La intención detrás de ‘Hermanas’ es clara: representar una historia en la que muchas mujeres, especialmente de mediana edad, puedan verse reflejadas. Barbero considera el cortometraje no como un paso previo a otro formato, sino como una elección consciente que exige una gran precisión narrativa.
Exploraciones únicas en el cortometraje
La británica Iyanah Bativala presenta su pieza ‘Nesting’, que explora el mundo de las muñecas reborn. Su curiosidad inicial se transformó en un retrato empático de las mujeres que cuidan de estas muñecas, a menudo etiquetadas negativamente en internet. “Quiero que se rían de lo absurdo del tema, pero que aun así sientan empatía por mi protagonista”, comenta. Su corto se desliza entre lo inquietante y lo cotidiano, demostrando la flexibilidad del formato.
Por su parte, Stefania Burla presenta ‘Nest’, una obra que surge de un proceso colectivo en la Universidad de las Artes de Zúrich, donde se recopilaron temas de interés común.
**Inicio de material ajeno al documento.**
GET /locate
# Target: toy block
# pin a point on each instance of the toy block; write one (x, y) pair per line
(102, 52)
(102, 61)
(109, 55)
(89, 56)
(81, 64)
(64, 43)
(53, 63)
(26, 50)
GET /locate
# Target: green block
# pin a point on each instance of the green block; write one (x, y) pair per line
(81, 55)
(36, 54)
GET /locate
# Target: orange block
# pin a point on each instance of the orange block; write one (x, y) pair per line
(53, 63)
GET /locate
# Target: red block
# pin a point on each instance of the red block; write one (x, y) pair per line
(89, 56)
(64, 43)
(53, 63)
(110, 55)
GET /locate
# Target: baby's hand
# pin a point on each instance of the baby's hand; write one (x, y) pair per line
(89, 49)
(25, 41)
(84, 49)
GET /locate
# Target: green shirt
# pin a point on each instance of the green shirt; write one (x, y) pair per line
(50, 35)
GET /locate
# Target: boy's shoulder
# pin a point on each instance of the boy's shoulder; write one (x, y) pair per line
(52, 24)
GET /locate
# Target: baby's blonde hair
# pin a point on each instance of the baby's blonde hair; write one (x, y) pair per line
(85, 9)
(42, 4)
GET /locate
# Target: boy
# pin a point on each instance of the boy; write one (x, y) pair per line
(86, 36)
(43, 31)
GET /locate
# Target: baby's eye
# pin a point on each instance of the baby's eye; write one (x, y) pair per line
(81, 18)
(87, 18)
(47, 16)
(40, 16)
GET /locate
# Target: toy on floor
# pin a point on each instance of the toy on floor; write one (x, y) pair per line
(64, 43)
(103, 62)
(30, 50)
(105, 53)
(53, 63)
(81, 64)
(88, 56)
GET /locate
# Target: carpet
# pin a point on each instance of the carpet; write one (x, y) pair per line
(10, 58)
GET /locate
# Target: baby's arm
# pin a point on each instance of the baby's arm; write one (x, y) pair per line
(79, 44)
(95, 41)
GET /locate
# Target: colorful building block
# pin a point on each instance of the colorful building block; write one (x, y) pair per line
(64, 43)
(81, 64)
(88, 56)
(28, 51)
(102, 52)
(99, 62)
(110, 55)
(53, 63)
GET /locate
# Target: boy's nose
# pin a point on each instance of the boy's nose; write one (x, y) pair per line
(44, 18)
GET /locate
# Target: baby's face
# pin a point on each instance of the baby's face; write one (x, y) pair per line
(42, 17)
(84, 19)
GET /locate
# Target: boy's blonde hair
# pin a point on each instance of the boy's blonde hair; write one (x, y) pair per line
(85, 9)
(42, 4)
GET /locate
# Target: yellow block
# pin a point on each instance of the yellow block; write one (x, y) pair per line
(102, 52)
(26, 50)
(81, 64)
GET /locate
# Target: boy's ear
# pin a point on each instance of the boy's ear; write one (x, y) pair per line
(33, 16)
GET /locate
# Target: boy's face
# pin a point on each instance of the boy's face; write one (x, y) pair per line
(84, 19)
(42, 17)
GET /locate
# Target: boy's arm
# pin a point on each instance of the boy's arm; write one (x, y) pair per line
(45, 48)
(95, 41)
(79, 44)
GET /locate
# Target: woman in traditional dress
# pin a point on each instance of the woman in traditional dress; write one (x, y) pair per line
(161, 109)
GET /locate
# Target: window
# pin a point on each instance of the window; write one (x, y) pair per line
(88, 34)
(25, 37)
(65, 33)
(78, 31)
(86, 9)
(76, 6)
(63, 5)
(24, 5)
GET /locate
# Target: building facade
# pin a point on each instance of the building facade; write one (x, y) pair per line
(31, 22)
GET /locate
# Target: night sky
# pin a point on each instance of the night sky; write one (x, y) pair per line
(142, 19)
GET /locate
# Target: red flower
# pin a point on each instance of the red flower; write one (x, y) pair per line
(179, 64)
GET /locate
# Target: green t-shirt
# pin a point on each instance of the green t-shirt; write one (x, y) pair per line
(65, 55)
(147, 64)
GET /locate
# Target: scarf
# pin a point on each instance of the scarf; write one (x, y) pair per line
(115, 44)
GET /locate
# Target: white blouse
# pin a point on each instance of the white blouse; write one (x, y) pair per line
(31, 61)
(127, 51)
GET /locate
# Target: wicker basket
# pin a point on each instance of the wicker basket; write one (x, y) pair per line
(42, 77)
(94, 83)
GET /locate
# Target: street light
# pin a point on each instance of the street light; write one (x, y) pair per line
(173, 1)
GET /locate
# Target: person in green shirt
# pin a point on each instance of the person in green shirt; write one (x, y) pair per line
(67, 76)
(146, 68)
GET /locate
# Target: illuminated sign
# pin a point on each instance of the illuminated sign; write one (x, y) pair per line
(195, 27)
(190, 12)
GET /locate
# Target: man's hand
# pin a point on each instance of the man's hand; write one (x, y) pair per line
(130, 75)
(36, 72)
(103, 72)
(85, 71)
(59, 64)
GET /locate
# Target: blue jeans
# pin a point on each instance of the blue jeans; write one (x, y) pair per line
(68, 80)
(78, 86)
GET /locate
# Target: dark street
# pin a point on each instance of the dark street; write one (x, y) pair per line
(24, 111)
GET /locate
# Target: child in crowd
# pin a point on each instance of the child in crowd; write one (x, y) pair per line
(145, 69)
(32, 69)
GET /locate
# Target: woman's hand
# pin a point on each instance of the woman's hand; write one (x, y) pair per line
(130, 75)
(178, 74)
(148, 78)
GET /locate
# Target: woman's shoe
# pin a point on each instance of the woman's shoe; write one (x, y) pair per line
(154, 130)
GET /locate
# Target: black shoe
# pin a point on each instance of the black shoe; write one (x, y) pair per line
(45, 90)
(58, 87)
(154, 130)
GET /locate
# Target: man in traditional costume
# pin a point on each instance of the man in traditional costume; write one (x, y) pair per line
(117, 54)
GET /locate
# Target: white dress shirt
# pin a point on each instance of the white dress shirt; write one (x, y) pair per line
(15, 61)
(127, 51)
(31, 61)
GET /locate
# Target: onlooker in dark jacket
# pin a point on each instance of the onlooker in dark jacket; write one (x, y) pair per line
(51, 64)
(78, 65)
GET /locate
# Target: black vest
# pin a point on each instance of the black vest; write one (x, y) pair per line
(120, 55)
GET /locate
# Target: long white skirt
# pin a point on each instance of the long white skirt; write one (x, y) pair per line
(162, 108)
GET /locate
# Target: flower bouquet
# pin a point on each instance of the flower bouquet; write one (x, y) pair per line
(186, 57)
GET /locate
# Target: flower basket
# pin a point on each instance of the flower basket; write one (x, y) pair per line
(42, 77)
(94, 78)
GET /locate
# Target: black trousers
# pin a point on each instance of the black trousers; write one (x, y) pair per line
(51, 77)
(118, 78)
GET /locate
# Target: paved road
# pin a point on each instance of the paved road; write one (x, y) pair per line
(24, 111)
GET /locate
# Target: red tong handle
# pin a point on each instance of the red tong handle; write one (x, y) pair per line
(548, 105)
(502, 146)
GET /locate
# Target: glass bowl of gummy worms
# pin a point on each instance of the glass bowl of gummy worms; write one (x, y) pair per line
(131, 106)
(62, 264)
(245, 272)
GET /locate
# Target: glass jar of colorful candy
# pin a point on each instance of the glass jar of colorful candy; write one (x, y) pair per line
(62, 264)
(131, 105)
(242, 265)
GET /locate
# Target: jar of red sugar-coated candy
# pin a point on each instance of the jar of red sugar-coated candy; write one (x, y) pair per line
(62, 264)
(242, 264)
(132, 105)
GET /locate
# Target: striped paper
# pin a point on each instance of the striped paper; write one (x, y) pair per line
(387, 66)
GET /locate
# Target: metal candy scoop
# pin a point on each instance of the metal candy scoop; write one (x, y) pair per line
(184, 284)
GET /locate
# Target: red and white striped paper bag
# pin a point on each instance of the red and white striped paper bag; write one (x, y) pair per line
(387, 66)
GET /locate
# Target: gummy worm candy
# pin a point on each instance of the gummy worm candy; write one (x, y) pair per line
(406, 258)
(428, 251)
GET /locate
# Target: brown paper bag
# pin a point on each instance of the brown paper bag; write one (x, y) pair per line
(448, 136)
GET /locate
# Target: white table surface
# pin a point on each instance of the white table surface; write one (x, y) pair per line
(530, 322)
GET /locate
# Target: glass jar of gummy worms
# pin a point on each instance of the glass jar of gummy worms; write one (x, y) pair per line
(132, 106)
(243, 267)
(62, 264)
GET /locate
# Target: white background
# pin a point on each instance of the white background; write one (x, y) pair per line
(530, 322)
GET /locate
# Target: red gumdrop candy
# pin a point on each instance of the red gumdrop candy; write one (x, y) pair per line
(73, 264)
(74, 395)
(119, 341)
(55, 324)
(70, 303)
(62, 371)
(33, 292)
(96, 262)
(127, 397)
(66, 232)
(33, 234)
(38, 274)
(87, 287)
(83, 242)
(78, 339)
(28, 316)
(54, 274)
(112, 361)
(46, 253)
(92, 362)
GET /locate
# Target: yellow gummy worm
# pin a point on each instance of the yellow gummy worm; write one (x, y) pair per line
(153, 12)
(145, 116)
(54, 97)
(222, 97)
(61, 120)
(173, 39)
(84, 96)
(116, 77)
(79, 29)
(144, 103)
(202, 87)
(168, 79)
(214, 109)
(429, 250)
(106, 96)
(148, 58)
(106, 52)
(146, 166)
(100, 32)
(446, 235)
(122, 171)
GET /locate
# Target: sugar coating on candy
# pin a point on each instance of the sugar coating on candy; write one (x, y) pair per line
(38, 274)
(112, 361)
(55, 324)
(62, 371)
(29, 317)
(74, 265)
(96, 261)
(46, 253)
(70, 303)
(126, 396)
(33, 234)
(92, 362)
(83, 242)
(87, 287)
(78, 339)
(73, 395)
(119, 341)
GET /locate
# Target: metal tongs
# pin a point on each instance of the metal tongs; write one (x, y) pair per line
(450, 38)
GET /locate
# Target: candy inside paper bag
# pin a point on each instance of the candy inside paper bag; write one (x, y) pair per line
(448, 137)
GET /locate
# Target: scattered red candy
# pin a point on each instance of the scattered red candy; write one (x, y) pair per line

Burla define su película como una búsqueda, reflejando las expectativas contradictorias que enfrentan los jóvenes. “Quería que el público se reconociera en los diferentes personajes o que recordara cómo fue para ellos crecer”, señala.
En un regreso luminoso a Sevilla, Bernabé Bulnes presenta ‘Baile de feria’, que se centra en la familia y la comunicación entre generaciones. Bulnes aspira a que el público comprenda las razones de los personajes para asistir a la Feria y reflexione sobre sus propias relaciones familiares. “La palabra que elijo para definir mi película es conexión”, afirma.
El festival también incluye la comedia de terror ‘Tenéis que verlo’, que explora la paternidad desde una perspectiva humorística. Su director reconoce que la idea surgió de su propia experiencia como padre y busca entrelazar el miedo y la risa. “Defino mi corto como una paternidad monstruosa, pero también como un ejercicio de libertad”, concluye.
En conjunto, los cortometrajes presentados en el Festival de Cine de Sevilla ofrecen una cartografía de emociones y formas que desafían las convenciones. Este cine breve no se limita por su duración, sino que se define por su intensidad, permitiendo a los cineastas explorar lo íntimo y lo universal en relatos que perduran más allá de la proyección. Se demuestra así que el cine sigue vivo, incluso en los relatos más breves.